I’ve hand-picked the men. They’re in good health and have no wives or children that I know of. They’ll still be a big loss. No suffering, right?”

[a single, short burst of air, an audible ‘whuff’]

“Thanks.”   [retreating footsteps]

 

*******

“Aunt ‘Tilda? What’s this picture?”

“It’s of a miracle, dear. I had what I thought was a horrible day once. I joined a parade for my school.”

“You were in a parade?”

“I did! I was ten years old, and we were trying to raise money through the school for a new dog shelter. I had to wear a hot, scratchy uniform that didn’t fit, I couldn’t walk with the tuba that I wanted to play, the trombone I COULD play fell apart–”

“What did you do?”

“I went to pick up the slide that had fallen and a dog jumped out of this alley and started tearing up my hat! My mother ran up to me, scaring the dog back, picked up my ruined hat and the slide, and said, ‘The show must go on!'”

“What happened then?”

“She put my hat back on and I marched the rest of the way with the band. I couldn’t put the trombone back together. It was bent. I was crying while we stood at the end of the parade with people taking pictures of me in my ruined hat, with my ruined trombone, and I felt just awful.

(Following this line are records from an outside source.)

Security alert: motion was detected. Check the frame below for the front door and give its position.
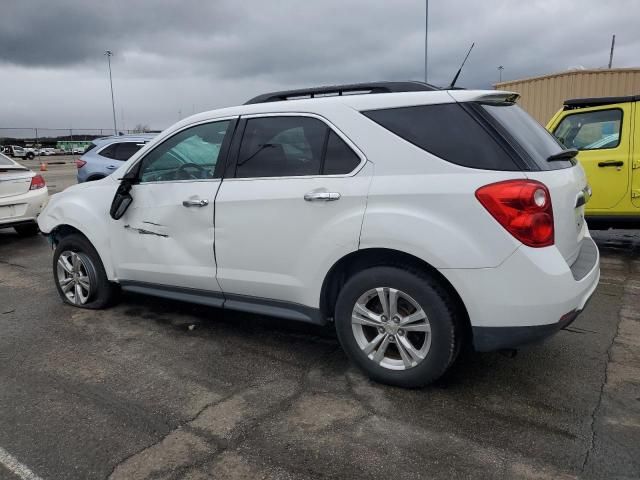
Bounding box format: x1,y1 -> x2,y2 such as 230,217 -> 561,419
215,115 -> 373,307
553,103 -> 633,210
112,120 -> 234,292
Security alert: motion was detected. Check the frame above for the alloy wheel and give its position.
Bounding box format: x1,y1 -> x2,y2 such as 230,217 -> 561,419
56,250 -> 96,305
351,287 -> 431,370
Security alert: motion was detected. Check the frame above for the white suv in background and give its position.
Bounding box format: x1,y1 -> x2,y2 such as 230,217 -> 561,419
39,82 -> 600,387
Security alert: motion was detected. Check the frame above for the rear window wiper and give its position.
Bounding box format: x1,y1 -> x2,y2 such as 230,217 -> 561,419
547,148 -> 578,162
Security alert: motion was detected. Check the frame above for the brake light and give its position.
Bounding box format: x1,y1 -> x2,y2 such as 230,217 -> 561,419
29,175 -> 47,190
476,180 -> 554,248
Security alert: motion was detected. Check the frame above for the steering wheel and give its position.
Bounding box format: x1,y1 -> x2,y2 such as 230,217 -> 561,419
177,163 -> 208,180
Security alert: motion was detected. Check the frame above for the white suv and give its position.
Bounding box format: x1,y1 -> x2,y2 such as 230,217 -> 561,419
39,82 -> 600,387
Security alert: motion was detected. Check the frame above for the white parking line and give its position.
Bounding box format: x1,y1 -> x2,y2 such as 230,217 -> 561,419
0,447 -> 42,480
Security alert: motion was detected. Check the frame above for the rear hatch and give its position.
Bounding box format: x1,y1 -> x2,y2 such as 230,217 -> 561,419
480,98 -> 590,266
0,154 -> 33,198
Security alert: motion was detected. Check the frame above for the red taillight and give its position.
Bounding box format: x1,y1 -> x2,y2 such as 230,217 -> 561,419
29,175 -> 47,190
476,180 -> 554,247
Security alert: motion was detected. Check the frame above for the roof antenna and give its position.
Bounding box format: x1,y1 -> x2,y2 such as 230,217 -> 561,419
448,42 -> 476,90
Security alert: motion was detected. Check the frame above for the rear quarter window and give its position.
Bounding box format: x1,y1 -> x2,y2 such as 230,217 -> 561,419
362,103 -> 521,171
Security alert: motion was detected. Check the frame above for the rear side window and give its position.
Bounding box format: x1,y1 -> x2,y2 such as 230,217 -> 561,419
236,116 -> 360,178
322,130 -> 360,175
82,143 -> 97,155
480,103 -> 573,170
100,142 -> 142,161
362,103 -> 520,171
553,108 -> 622,150
0,153 -> 15,166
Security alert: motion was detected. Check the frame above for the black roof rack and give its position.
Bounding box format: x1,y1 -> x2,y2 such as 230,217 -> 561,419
245,81 -> 440,105
564,95 -> 640,110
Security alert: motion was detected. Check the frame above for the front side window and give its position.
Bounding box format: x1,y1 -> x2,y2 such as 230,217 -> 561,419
139,120 -> 231,182
236,116 -> 360,178
553,109 -> 622,150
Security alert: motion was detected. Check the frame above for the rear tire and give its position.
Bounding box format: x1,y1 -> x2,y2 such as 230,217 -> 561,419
13,223 -> 39,237
335,266 -> 460,388
53,234 -> 119,309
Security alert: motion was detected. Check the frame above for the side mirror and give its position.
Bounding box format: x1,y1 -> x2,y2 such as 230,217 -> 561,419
109,172 -> 135,220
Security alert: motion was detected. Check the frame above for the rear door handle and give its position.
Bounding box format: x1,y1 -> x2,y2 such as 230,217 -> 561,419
182,200 -> 209,207
304,192 -> 340,202
598,160 -> 624,167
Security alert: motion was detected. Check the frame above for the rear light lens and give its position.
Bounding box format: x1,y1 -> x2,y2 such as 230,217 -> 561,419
29,175 -> 47,190
476,180 -> 554,248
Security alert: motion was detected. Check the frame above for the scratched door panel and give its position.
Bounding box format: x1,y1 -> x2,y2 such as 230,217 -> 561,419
109,179 -> 220,291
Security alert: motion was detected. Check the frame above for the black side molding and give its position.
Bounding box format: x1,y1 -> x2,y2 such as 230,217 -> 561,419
120,280 -> 327,326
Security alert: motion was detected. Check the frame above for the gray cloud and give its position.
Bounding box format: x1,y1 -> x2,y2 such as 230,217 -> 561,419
0,0 -> 640,126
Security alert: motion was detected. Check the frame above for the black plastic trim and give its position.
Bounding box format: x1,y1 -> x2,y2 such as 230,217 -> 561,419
585,216 -> 640,230
473,310 -> 582,352
245,81 -> 440,105
0,220 -> 38,228
564,95 -> 640,110
120,280 -> 327,325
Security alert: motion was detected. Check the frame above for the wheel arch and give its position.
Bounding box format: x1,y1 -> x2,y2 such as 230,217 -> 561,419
320,248 -> 472,343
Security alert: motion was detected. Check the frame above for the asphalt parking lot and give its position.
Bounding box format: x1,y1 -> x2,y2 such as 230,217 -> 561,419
0,161 -> 640,479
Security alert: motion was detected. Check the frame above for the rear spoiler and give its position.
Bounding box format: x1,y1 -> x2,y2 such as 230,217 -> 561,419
448,90 -> 520,104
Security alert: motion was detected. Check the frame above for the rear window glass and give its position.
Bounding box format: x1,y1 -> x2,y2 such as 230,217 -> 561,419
482,103 -> 573,170
82,143 -> 98,154
362,103 -> 520,171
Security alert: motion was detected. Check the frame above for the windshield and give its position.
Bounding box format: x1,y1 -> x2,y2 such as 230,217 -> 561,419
482,103 -> 573,170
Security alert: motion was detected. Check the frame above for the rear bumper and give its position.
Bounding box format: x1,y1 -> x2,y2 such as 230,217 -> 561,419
441,236 -> 600,351
472,310 -> 582,352
0,187 -> 49,228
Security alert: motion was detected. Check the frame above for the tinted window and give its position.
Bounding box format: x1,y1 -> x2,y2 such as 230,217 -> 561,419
482,104 -> 573,170
99,143 -> 118,159
363,103 -> 519,170
116,142 -> 143,160
553,109 -> 622,150
0,153 -> 15,166
82,143 -> 97,154
236,117 -> 328,178
322,131 -> 360,175
139,120 -> 230,182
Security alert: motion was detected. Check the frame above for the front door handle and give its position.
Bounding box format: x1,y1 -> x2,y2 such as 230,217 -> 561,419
182,200 -> 209,207
598,160 -> 624,168
304,192 -> 340,202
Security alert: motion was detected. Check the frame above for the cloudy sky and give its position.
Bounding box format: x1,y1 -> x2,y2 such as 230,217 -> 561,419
0,0 -> 640,133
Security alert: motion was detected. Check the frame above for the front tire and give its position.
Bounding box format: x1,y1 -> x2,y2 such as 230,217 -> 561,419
53,234 -> 118,309
335,266 -> 460,388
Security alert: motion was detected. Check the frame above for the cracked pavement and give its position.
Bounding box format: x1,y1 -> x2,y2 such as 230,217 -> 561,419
0,220 -> 640,479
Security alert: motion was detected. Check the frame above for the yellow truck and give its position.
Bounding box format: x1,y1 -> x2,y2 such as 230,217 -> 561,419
547,95 -> 640,229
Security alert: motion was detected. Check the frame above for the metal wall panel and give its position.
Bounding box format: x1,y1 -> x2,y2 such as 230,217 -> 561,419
494,68 -> 640,125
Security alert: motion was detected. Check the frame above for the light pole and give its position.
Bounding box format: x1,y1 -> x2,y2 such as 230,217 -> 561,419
104,50 -> 118,135
424,0 -> 429,83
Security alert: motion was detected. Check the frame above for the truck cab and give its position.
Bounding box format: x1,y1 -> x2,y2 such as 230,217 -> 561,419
547,95 -> 640,229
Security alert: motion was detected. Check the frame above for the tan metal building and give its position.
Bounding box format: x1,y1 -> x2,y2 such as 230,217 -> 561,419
494,67 -> 640,125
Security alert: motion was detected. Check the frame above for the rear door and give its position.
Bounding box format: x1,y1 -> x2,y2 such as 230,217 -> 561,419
553,103 -> 633,213
215,114 -> 373,307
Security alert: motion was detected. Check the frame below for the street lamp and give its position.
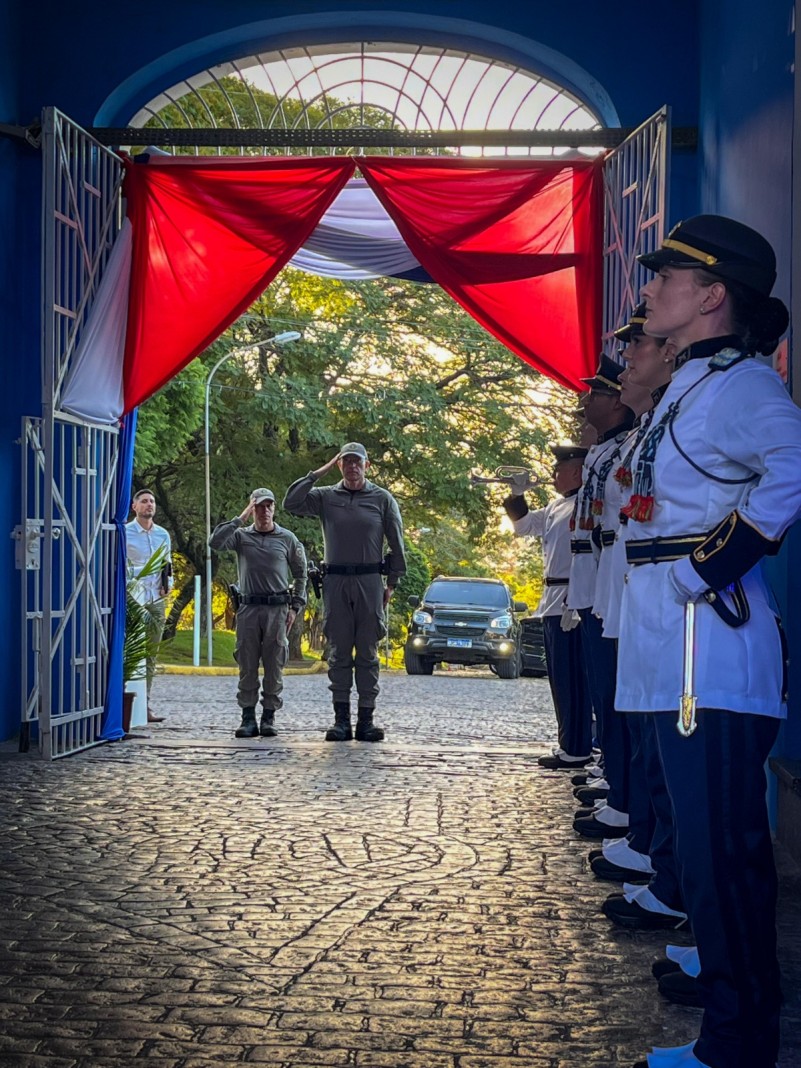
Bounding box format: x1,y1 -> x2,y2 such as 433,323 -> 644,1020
203,330 -> 300,666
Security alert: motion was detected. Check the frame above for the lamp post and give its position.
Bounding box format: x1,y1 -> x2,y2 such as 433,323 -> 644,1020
203,330 -> 300,666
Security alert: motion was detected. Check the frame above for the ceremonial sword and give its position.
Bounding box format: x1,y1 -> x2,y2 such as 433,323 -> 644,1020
676,601 -> 698,738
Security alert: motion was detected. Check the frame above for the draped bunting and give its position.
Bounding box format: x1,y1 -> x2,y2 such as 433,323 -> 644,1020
124,156 -> 602,411
359,157 -> 603,390
124,156 -> 355,411
289,178 -> 430,282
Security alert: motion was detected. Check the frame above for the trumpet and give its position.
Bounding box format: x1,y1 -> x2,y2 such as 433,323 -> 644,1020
470,465 -> 541,493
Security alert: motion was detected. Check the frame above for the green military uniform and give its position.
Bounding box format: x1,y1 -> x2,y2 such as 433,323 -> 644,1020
209,506 -> 305,722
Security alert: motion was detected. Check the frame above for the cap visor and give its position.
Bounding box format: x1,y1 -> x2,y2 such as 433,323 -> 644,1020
637,249 -> 705,271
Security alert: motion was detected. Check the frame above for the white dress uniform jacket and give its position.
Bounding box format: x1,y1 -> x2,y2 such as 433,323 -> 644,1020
513,493 -> 576,617
567,430 -> 629,610
615,350 -> 801,718
593,429 -> 637,623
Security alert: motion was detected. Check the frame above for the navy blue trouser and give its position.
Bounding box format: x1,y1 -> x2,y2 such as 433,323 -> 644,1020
579,608 -> 630,812
626,716 -> 655,853
629,713 -> 685,912
655,709 -> 780,1068
543,615 -> 593,756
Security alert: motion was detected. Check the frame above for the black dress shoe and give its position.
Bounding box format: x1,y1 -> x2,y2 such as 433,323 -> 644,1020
658,969 -> 704,1008
590,854 -> 650,885
572,786 -> 609,805
601,894 -> 687,931
537,753 -> 592,771
650,957 -> 681,979
572,812 -> 629,838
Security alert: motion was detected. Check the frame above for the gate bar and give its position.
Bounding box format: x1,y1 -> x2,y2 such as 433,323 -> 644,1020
88,126 -> 698,148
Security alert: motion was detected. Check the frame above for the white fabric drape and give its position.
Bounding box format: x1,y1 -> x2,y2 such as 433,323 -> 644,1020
289,178 -> 420,281
61,177 -> 427,425
61,219 -> 134,425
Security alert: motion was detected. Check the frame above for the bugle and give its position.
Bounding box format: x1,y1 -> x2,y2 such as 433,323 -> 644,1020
470,465 -> 541,493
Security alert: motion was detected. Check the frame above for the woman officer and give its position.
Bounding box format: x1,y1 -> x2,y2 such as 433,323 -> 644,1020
616,215 -> 801,1068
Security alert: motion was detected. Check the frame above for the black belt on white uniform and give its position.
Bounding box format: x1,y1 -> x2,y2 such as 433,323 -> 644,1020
626,534 -> 751,628
324,564 -> 383,575
239,590 -> 292,604
570,537 -> 593,556
626,534 -> 709,564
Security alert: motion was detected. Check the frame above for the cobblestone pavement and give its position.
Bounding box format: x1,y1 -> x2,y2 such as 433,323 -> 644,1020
0,672 -> 801,1068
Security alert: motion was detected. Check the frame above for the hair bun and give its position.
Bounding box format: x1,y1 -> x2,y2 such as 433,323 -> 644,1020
748,297 -> 790,356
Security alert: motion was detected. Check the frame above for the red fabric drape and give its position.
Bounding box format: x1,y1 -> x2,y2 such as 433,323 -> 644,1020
359,156 -> 602,390
123,157 -> 355,411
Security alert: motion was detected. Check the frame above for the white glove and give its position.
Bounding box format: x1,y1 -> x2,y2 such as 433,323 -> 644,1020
668,556 -> 707,604
559,607 -> 581,630
509,471 -> 530,497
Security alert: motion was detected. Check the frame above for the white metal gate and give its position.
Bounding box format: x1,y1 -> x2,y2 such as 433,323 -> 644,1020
603,107 -> 671,349
17,108 -> 123,758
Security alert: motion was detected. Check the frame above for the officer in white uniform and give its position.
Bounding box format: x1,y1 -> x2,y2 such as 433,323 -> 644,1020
503,445 -> 593,769
616,216 -> 801,1068
593,302 -> 692,935
567,356 -> 634,838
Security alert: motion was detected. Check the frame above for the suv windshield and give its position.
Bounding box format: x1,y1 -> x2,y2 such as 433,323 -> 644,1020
423,580 -> 509,608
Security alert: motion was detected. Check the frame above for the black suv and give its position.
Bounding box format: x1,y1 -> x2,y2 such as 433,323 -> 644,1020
404,576 -> 529,678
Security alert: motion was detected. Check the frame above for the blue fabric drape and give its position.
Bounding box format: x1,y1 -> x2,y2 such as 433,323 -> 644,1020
100,408 -> 138,741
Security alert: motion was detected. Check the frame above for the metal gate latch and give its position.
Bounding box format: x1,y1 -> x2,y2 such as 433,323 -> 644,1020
11,519 -> 43,571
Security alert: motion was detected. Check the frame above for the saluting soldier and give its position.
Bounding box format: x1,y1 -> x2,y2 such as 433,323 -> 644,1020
617,215 -> 801,1068
503,445 -> 593,768
567,356 -> 634,838
284,441 -> 406,741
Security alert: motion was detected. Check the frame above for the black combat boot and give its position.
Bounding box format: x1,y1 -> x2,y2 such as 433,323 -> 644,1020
356,708 -> 383,741
234,707 -> 258,738
326,701 -> 354,741
258,708 -> 278,738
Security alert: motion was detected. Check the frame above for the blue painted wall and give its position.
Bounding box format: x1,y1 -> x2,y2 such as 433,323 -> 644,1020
0,0 -> 801,752
0,0 -> 697,738
0,4 -> 42,739
698,0 -> 801,777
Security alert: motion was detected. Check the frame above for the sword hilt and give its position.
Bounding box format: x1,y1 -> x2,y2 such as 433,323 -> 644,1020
676,601 -> 698,738
676,693 -> 698,738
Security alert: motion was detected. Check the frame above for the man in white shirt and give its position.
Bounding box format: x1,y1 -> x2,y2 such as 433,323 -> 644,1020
125,489 -> 173,723
503,444 -> 593,770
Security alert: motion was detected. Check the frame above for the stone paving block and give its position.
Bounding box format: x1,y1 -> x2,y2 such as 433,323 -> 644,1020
355,1050 -> 457,1068
0,672 -> 801,1068
246,1046 -> 356,1068
142,1039 -> 248,1068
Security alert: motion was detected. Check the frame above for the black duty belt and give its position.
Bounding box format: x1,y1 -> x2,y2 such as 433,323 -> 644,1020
239,592 -> 292,604
626,534 -> 709,564
626,534 -> 751,628
324,564 -> 383,575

Then the next day the local newspaper sold five times as many copies as usual. The money was raised for a new dog shelter, our school got new band uniforms, a leash law was passed, I was given a brand new trombone, and three different people I didn’t even know brought brownies by the house for us to eat. I still had to walk in those awful parades, but my cousin, one of the new dogcatchers, was always there at the end of them with a glass of lemonade or hot chocolate waiting for me.”

“And that’s a miracle?”

“I think so, dear.”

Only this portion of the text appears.